Graphical processing units (GPUs) are often used for compute-intensive workloads such as graphics and visualization workloads. AKS supports the creation of GPU-enabled node pools to run these compute-intensive workloads in Kubernetes
- GPU-enabled node pool on AKS
To enable GPU on your Kubeflow cluster, follow the instructions on how to use GPUs for compute-intensive workloads on Azure Kubernetes Service (AKS)
For AKS cluster with existing CPU node pool, you can add another node pool with GPUs
az aks nodepool add \
--resource-group myResourceGroup \
--cluster-name myAKSCluster \
--node-vm-size Standard_NC6 \
--name gpu \
--node-count 3
- Create and add multiple node pools to AKS
- See all available GPU optimized VM size
-
Install NVIDIA drivers
Install NVIDIA drivers in Kubernetes namespace to deploy DaemonSet for the NVIDIA device plugin. This DaemonSet runs a pod on each node to provide the required drivers for the GPUs.

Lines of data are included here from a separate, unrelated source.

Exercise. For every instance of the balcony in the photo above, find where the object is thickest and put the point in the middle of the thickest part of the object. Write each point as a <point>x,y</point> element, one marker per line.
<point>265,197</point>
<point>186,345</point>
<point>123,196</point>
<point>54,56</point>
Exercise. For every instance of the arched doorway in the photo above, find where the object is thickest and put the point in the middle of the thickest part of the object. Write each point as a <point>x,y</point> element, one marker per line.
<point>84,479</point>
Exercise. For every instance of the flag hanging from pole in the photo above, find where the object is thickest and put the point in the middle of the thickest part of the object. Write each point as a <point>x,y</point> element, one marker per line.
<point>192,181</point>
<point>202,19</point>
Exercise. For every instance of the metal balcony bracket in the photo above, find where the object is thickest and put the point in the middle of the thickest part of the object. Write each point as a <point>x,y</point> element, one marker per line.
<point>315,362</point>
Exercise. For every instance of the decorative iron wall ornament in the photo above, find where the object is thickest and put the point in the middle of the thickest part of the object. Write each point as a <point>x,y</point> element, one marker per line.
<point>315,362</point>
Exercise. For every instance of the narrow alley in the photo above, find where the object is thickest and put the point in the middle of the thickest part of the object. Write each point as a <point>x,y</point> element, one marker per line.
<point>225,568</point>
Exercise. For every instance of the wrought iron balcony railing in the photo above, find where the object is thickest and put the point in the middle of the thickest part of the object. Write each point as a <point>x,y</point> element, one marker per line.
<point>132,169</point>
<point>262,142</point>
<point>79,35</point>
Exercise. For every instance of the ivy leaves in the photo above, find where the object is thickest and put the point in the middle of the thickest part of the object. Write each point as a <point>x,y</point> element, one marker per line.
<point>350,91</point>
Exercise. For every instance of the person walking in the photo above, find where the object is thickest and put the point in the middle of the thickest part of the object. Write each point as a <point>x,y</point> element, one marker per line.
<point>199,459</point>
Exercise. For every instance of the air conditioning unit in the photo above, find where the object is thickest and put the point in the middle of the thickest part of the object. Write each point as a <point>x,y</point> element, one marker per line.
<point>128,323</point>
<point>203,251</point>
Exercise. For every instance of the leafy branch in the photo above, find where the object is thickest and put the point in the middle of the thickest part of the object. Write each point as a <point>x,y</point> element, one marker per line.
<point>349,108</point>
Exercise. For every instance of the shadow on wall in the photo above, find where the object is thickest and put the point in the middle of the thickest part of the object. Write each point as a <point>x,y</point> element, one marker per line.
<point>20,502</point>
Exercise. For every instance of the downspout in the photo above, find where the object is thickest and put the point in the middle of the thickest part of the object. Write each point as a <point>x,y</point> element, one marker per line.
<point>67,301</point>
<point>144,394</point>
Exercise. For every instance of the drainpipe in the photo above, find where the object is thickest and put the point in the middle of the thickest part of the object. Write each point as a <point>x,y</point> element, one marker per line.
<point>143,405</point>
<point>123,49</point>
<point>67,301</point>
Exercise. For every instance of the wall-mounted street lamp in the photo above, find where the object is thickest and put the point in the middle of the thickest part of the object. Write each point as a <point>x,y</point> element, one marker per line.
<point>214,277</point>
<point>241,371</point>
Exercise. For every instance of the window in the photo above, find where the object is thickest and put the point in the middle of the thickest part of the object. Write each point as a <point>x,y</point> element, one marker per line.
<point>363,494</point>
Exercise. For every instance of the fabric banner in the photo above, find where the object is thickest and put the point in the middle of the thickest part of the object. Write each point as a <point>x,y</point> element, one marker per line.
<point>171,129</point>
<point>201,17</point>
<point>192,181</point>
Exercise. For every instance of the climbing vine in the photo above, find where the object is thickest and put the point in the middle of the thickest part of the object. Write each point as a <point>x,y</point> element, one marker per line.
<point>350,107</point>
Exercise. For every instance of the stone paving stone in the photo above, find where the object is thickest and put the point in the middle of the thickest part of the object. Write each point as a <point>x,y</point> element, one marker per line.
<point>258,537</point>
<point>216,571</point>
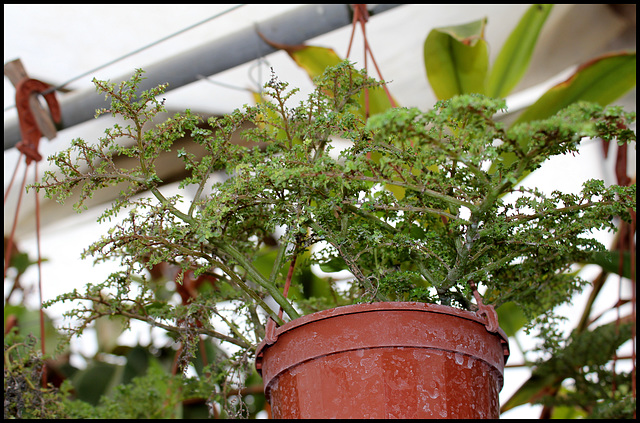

kubectl create namespace gpu-resources
kubectl apply -f nvidia-device-plugin-ds.yaml
Set the node selector constraint on ContainerOp which sets the pod specification of the component to run pod on specific device matching key-value label.
import kfp.dsl as dsl
gpu_op = dsl.ContainerOp(name='gpu-op', ...)
gpu_op.add_node_selector_constraint('accelerator', 'nvidia')
GPU limit can be set with set_gpu_limit() on ContainerOp.
import kfp.dsl as dsl
gpu_op = dsl.ContainerOp(name='gpu-op', ...).set_gpu_limit(2)
This repository has a sample component (gpu-op) that runs Pytorch container that checks and print GPU(CUDA) device specification.